Acute Anterograde Amnesia with Bilateral Hippocampal and Globus Pallidus Lesions
Objective:
To present a case of opioid-associated amnestic syndrome (OAS).
Background:
A 75-year-old female with a past medical history significant for osteoporosis presented with confusion. Her neighbors found her wandering around her house repeating “I’m lost.” On admission to the emergency department, vital signs were normal. On physical examination, she was awake, alert and oriented to person, place, time, but not to event. On further interview, she exhibited short-term anterograde amnesia. Urine toxicology screen was positive for cocaine and fentanyl. MRI of the brain revealed abnormal T2/FLAIR hyperintensity and restricted diffusion involving the bilateral globus pallidus and bilateral hippocampi.
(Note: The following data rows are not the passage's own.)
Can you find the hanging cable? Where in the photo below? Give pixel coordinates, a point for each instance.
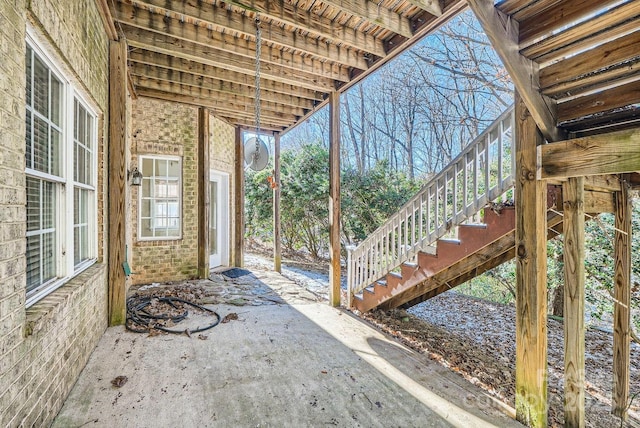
(256, 155)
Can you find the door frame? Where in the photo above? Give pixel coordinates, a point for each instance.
(222, 178)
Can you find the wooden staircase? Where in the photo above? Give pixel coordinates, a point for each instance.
(392, 267)
(479, 247)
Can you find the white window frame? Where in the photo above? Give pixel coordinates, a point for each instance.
(65, 267)
(153, 158)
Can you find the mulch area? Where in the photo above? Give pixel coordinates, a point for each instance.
(476, 339)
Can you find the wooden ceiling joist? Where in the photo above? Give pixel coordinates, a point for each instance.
(558, 15)
(197, 50)
(610, 153)
(139, 57)
(620, 96)
(222, 88)
(229, 110)
(210, 16)
(503, 32)
(370, 12)
(234, 63)
(150, 27)
(598, 61)
(287, 14)
(618, 22)
(245, 102)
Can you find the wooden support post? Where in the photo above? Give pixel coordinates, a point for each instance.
(203, 193)
(277, 247)
(238, 198)
(117, 181)
(334, 198)
(531, 275)
(574, 278)
(622, 295)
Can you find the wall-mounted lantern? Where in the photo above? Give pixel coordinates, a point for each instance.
(135, 176)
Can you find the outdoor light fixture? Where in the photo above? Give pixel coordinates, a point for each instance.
(135, 176)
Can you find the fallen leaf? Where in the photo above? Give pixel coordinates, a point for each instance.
(119, 381)
(229, 317)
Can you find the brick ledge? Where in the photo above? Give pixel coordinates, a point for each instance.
(42, 311)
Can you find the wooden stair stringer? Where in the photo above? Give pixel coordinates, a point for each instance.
(488, 257)
(495, 248)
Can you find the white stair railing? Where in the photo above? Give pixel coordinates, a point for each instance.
(481, 173)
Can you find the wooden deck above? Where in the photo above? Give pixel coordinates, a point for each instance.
(204, 52)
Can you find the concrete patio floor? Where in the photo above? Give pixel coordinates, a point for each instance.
(289, 360)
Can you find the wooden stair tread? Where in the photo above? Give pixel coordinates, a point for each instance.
(433, 275)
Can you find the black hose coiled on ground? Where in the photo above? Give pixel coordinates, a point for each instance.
(139, 320)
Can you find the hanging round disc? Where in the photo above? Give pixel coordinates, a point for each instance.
(256, 155)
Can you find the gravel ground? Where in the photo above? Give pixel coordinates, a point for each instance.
(476, 339)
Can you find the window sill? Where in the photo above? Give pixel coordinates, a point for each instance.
(45, 310)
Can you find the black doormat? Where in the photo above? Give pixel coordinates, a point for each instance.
(235, 273)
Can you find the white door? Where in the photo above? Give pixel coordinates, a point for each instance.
(218, 219)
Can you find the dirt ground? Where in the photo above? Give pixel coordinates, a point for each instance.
(476, 339)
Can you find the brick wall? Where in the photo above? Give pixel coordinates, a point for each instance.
(43, 348)
(166, 128)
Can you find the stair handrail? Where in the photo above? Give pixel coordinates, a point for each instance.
(424, 218)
Over the following week the patient showed subtle improvement with gradual recollection of events leading up to the hospitalization. Given her clinical presentation, positive urine toxicology, and otherwise negative work-up for ischemic, infectious, and metabolic etiologies, this patient was ultimately diagnosed with OAS.
Conclusions:
There has been an increase in the number of cases of OAS reported in recent years coinciding with the increase in opioid use. Notably, there were a cluster of 18 patients in Boston who presented with this syndrome, and since then a total of approximately 40 cases have been recognized across the United States. This case underlines the importance of considering opioid intoxication in patients with acute anterograde amnesia. Diagnostic criteria proposed by Barash et al. requires a positive screen for opioids and evidence of bilateral hippocampal injury on imaging. This syndrome is likely underdiagnosed, and increased recognition is necessary for identification of the incidence, prognosis and risk factors that predispose patients to developing OAS. Opioid prescribers should counsel patients and family appropriately, and monitor patients for OAS over the course of treatment. Treatment of OAS is supportive, and the timeline of recovery of deficits is variable. Cognitive evaluation with subsequent rehabilitation therapy may be useful.